AECI CEO Mark Dytor. Picture: MARTIN RHODES
AECI CEO Mark Dytor. Picture: MARTIN RHODES

Industrials group AECI is keen to start supplying asphalt to road builders in East Africa and would be "happy to invest" in manufacturing plants there, CEO Mark Dytor said on Wednesday.

AECI wanted to take the recently acquired Much Asphalt, Southern Africa’s largest supplier of hot and cold asphalt products, into new markets in Africa where the group already had a footprint.

"We see in places like Tanzania, Kenya and Zambia, there’s money going into infrastructure. We are there — we have registered entities on the continent that we will start leveraging."

In Kenya, for instance, the authorities plan to construct a 473km four-lane highway between Nairobi and Mombasa.

Dytor said asphalt plants needed to be within 200km of the projects they serviced, and AECI would be "happy to invest" in them, having made similar types of investments in explosives plants. Asphalt plants usually cost between R70m and R100m to construct, he said.

"And of course, you put them near a quarry where our explosives people are involved anyway, so there’s quite a nice strategic fit there."

AECI said on Wednesday its revenues grew by 24% to R10.5bn in the six months ended June, while headline earnings rose 19% to R483m.

That was "a good result", according to Aslam Dalvi, associate portfolio manager at Kagiso Asset Management.

While Much Asphalt and Schirm — the two new acquisitions — had contributed, "the core business delivered a reasonable performance considering the challenging South African environment", as well as the stronger rand and the drought in the Western Cape.

"While the performance of recent acquisitions has so far been out of line with expectations, there remains a large opportunity to extract value from these businesses and we would expect performance to improve meaningfully off this base," Dalvi said.

The outlook for AECI was positive, he said, adding that new investments, improving profitability from acquisitions and "the normalisation of margins" would help boost growth.

However, Dytor said the brewing global trade war is creating uncertainty and many of AECI’s large customers, including in the metals industry, would be affected.

For instance, many of the African mines that AECI exported from were Chinese-owned and were susceptible to China’s trade war with the US.

"So we’re watching it with a lot of interest. Definitely in the long term I think it’s going to have a large effect on some of the larger-end customers."

About 40% of AECI’s earnings come from outside SA. It has regional and international businesses in Africa, Europe and elsewhere.

While AECI was looking at other acquisitions, Dytor said a bigger focus was on reducing debt, since it had net borrowings of R5.4bn.

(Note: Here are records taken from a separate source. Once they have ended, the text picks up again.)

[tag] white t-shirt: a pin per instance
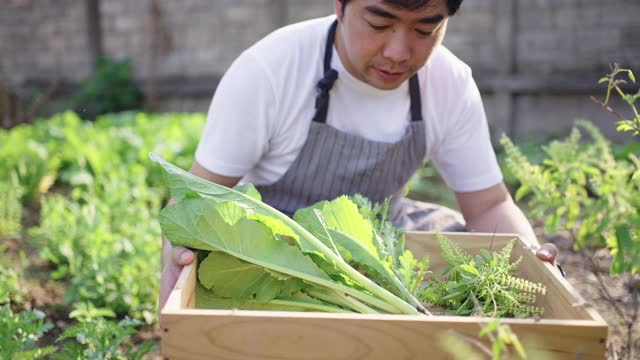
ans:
(261, 112)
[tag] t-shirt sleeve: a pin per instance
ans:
(235, 135)
(464, 157)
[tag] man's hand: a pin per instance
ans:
(178, 258)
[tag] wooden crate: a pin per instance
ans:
(569, 329)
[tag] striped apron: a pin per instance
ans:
(333, 163)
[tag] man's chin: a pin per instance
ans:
(384, 84)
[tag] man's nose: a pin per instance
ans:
(398, 48)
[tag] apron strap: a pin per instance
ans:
(416, 99)
(326, 83)
(330, 76)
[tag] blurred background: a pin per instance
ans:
(535, 61)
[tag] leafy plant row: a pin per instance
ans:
(99, 200)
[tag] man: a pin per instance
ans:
(356, 103)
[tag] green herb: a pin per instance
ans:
(485, 285)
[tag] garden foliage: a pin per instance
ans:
(99, 200)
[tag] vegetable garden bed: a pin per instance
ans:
(568, 329)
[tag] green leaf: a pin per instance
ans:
(198, 221)
(631, 76)
(207, 299)
(250, 190)
(182, 182)
(239, 280)
(489, 328)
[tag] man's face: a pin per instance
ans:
(383, 45)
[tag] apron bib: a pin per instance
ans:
(333, 163)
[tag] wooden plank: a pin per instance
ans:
(209, 334)
(181, 296)
(94, 30)
(506, 19)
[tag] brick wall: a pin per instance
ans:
(198, 39)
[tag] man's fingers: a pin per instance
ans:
(547, 252)
(181, 256)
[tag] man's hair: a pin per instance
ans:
(413, 5)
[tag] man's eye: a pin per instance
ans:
(379, 27)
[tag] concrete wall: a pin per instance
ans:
(198, 39)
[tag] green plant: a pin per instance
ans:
(85, 312)
(110, 89)
(582, 188)
(10, 207)
(485, 285)
(613, 82)
(12, 288)
(20, 332)
(316, 259)
(101, 339)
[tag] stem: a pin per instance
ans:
(354, 303)
(338, 298)
(634, 301)
(396, 302)
(311, 306)
(408, 295)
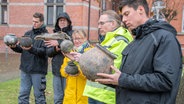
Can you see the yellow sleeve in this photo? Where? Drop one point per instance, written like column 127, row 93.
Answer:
column 62, row 69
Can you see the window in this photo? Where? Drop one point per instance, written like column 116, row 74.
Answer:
column 54, row 7
column 3, row 12
column 157, row 6
column 182, row 30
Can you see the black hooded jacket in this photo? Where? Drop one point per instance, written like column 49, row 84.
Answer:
column 151, row 66
column 57, row 57
column 35, row 60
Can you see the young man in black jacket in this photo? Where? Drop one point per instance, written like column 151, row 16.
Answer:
column 64, row 24
column 34, row 63
column 151, row 68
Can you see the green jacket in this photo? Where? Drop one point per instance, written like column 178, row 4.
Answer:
column 115, row 42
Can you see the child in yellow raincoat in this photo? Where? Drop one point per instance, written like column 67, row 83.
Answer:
column 75, row 83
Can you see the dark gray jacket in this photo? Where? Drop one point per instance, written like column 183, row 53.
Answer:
column 34, row 61
column 151, row 66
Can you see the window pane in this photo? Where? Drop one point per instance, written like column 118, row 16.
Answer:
column 4, row 1
column 59, row 1
column 50, row 15
column 50, row 1
column 59, row 9
column 4, row 15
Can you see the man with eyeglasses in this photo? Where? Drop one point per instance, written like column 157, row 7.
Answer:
column 116, row 39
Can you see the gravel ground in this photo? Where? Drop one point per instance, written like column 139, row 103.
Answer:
column 9, row 66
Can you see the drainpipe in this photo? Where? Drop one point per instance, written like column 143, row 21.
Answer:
column 89, row 11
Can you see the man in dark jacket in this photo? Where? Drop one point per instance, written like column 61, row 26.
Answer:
column 152, row 65
column 34, row 63
column 63, row 23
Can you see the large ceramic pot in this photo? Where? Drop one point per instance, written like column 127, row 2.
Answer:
column 96, row 60
column 10, row 39
column 25, row 41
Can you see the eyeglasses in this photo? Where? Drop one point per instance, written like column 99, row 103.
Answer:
column 103, row 22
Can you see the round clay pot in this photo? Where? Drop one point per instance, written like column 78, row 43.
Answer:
column 96, row 60
column 71, row 68
column 25, row 41
column 66, row 46
column 10, row 39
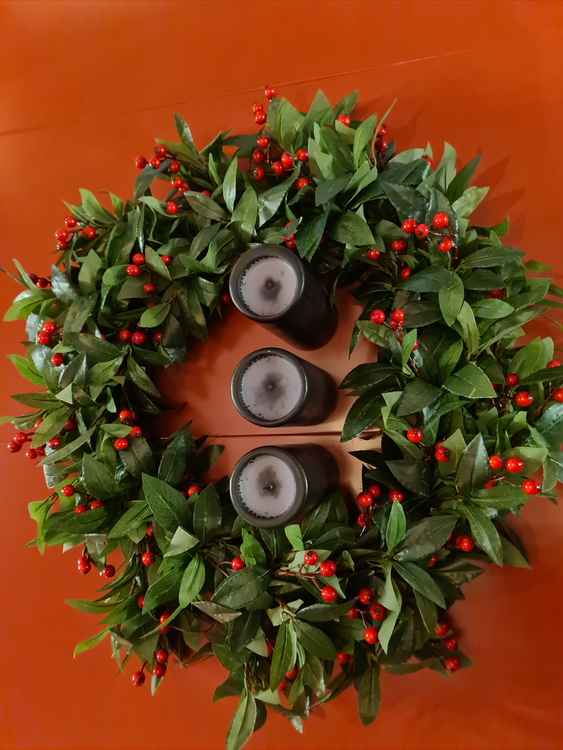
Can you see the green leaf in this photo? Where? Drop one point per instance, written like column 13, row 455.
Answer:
column 473, row 467
column 421, row 581
column 285, row 653
column 242, row 725
column 470, row 382
column 426, row 537
column 396, row 526
column 192, row 581
column 169, row 506
column 314, row 641
column 450, row 298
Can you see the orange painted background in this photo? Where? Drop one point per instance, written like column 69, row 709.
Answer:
column 84, row 86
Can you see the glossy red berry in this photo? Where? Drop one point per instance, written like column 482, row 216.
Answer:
column 139, row 338
column 464, row 543
column 310, row 557
column 446, row 245
column 415, row 435
column 515, row 465
column 396, row 496
column 370, row 635
column 287, row 160
column 377, row 316
column 409, row 226
column 365, row 595
column 399, row 246
column 147, row 558
column 328, row 594
column 441, row 220
column 496, row 462
column 138, row 678
column 523, row 399
column 237, row 563
column 531, row 487
column 327, row 568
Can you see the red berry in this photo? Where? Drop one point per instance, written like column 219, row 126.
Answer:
column 396, row 496
column 365, row 500
column 452, row 663
column 496, row 462
column 515, row 465
column 409, row 226
column 327, row 568
column 415, row 435
column 422, row 231
column 139, row 338
column 531, row 487
column 365, row 595
column 328, row 594
column 446, row 245
column 442, row 629
column 441, row 220
column 524, row 399
column 138, row 678
column 377, row 316
column 147, row 558
column 464, row 543
column 377, row 612
column 370, row 635
column 161, row 656
column 399, row 246
column 287, row 160
column 237, row 563
column 310, row 558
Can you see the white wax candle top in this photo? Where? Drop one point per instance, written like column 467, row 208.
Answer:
column 269, row 286
column 271, row 387
column 267, row 486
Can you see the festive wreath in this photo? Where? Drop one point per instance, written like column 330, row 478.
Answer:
column 467, row 416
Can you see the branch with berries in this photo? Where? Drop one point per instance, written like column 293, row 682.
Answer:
column 470, row 418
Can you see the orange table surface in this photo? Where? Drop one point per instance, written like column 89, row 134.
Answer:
column 84, row 88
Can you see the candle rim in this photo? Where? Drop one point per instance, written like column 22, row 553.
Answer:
column 236, row 382
column 255, row 252
column 300, row 478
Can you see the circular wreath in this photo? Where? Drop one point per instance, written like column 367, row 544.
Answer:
column 467, row 416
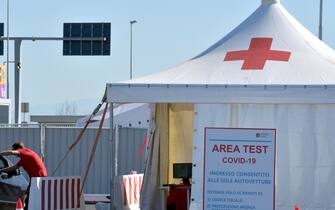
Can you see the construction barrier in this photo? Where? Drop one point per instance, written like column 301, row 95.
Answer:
column 48, row 193
column 131, row 190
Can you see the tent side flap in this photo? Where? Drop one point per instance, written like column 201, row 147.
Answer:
column 279, row 94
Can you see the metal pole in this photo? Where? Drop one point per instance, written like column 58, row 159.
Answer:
column 17, row 59
column 131, row 48
column 320, row 19
column 111, row 153
column 131, row 51
column 7, row 66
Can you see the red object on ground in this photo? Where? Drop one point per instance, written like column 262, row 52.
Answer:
column 19, row 204
column 258, row 53
column 31, row 163
column 178, row 197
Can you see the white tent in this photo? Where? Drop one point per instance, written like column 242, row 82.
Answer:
column 269, row 72
column 134, row 115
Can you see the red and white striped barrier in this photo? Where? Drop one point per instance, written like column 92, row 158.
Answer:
column 19, row 204
column 131, row 190
column 50, row 193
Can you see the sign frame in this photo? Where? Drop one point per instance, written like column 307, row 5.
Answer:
column 250, row 129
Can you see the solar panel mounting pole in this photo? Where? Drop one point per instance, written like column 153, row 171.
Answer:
column 7, row 66
column 17, row 61
column 320, row 19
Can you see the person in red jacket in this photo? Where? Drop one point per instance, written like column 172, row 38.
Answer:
column 29, row 161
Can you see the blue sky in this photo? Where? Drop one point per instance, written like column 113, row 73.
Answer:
column 167, row 33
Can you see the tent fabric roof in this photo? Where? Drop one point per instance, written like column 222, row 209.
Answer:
column 269, row 48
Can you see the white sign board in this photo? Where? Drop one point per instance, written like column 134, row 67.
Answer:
column 239, row 169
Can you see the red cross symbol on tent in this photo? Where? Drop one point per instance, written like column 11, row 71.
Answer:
column 258, row 53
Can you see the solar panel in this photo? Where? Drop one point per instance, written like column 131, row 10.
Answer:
column 87, row 47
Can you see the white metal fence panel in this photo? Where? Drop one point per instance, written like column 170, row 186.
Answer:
column 58, row 139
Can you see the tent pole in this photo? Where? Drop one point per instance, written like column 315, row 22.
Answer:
column 112, row 159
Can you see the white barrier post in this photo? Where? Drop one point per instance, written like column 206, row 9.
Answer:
column 131, row 186
column 48, row 193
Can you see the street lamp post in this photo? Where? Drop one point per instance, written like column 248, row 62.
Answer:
column 131, row 48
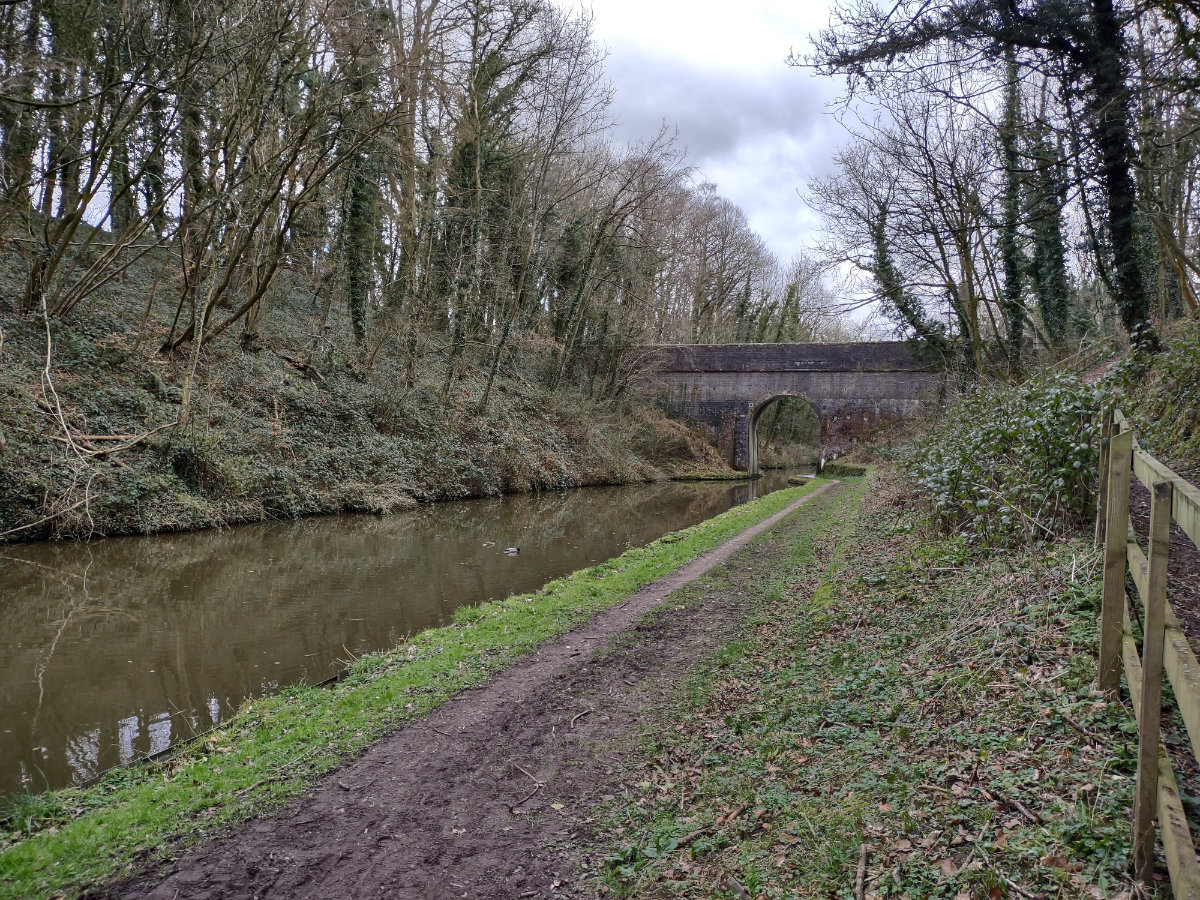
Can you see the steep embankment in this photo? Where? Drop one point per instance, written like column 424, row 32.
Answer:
column 281, row 429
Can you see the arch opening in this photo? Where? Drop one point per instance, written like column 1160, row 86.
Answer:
column 791, row 427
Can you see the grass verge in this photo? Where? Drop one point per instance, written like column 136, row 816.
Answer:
column 922, row 711
column 274, row 748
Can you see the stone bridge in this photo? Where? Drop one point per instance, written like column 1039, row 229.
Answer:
column 855, row 388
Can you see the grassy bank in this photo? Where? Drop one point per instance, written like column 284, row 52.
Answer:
column 273, row 749
column 924, row 709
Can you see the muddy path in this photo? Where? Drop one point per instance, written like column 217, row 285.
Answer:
column 487, row 796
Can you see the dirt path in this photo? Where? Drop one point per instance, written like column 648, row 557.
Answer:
column 481, row 797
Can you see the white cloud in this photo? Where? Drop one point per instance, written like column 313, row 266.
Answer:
column 718, row 72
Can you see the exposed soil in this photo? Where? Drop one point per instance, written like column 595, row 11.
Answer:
column 1182, row 564
column 486, row 796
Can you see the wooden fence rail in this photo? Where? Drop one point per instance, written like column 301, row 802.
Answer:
column 1163, row 647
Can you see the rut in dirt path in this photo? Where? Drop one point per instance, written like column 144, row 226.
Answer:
column 477, row 798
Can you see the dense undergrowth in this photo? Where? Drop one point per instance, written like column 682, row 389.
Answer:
column 901, row 701
column 1162, row 394
column 293, row 424
column 275, row 747
column 1012, row 465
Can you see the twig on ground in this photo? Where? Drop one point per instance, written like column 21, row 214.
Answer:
column 1017, row 807
column 736, row 887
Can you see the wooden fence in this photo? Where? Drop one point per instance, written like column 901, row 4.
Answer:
column 1164, row 646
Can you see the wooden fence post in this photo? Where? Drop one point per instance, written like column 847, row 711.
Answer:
column 1102, row 492
column 1155, row 627
column 1116, row 528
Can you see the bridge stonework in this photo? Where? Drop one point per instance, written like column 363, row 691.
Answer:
column 855, row 388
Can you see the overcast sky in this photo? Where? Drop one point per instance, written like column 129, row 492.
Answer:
column 718, row 71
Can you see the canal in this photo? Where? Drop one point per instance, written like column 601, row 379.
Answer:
column 115, row 649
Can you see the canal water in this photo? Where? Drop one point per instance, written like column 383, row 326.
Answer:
column 115, row 649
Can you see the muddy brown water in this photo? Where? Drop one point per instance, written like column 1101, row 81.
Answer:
column 115, row 649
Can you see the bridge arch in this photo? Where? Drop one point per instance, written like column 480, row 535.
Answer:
column 759, row 408
column 724, row 388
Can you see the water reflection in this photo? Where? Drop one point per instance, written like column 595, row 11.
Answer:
column 114, row 649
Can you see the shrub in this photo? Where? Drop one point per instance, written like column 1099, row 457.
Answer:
column 1009, row 465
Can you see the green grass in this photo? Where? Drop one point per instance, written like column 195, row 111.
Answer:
column 273, row 749
column 911, row 701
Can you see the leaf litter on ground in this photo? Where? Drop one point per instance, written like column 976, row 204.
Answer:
column 897, row 696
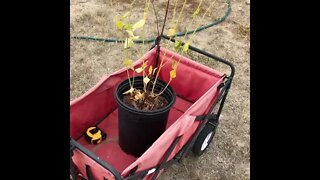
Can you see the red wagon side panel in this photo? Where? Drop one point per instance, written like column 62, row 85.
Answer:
column 196, row 88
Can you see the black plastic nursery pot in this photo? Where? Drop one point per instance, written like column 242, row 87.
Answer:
column 139, row 129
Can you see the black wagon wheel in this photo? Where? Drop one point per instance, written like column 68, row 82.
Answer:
column 204, row 139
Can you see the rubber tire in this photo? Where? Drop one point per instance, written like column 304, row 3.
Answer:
column 200, row 139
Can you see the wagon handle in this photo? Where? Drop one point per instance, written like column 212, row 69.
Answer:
column 208, row 55
column 75, row 145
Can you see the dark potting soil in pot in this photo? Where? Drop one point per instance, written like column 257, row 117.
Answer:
column 149, row 102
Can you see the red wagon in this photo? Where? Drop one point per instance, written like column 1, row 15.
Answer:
column 201, row 93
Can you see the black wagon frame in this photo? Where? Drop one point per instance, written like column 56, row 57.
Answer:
column 210, row 119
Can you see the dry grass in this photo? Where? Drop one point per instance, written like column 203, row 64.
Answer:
column 229, row 155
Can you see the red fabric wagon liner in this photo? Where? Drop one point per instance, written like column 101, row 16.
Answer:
column 196, row 87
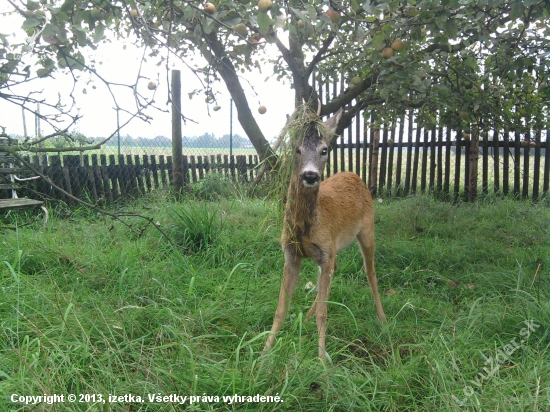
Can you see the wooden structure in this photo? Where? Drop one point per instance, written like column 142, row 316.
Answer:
column 11, row 174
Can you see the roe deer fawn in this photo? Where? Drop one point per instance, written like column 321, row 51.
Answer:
column 320, row 219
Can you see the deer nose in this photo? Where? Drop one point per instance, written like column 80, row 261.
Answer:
column 310, row 178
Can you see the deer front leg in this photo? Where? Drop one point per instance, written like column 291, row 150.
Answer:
column 321, row 305
column 288, row 286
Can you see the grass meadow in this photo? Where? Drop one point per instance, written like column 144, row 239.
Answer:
column 92, row 308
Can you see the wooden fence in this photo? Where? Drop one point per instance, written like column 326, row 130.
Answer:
column 106, row 178
column 450, row 164
column 400, row 161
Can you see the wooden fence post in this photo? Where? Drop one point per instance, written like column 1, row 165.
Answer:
column 374, row 162
column 177, row 159
column 473, row 166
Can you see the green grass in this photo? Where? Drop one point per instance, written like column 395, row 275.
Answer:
column 89, row 307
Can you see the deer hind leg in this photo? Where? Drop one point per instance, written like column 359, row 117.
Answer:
column 321, row 305
column 288, row 286
column 314, row 305
column 366, row 241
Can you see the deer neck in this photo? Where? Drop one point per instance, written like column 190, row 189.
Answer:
column 300, row 211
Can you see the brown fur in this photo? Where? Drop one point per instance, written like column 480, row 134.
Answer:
column 320, row 221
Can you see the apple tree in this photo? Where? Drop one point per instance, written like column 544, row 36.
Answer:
column 455, row 61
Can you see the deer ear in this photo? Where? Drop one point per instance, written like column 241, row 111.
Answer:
column 332, row 122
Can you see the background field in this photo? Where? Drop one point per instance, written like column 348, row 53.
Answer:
column 87, row 306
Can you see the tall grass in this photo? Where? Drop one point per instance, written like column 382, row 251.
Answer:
column 90, row 308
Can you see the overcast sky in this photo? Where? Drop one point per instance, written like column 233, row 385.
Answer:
column 121, row 64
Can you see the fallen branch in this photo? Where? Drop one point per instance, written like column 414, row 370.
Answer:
column 115, row 216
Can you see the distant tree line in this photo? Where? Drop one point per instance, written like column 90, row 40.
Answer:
column 206, row 140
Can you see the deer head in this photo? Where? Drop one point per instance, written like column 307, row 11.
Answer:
column 312, row 154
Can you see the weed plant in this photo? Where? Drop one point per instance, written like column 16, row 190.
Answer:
column 90, row 308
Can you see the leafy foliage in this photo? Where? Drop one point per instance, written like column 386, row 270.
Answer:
column 456, row 61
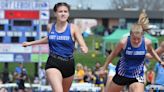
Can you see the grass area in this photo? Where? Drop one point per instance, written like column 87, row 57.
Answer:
column 88, row 59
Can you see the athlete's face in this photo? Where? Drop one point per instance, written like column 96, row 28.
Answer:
column 62, row 13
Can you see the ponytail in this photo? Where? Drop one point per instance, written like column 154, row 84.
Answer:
column 144, row 20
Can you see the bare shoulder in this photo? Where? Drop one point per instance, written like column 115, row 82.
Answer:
column 49, row 26
column 74, row 27
column 124, row 40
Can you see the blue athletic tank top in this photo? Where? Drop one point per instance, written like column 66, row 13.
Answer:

The group has bridging loans worth more than R4bn from Standard Bank Group. Dytor said AECI had gone to market "to tie that up" and look for longer-term funding.

The group had asked for proposals from banks and other lending institutions in SA and other markets.

Dytor said the group was "cautiously optimistic" about the trading environment "because no one knows what the next six months is going to bring".

The "positive changes" in SA’s political environment had not yet translated into accelerated economic growth "and a step-change in the short term appears unlikely".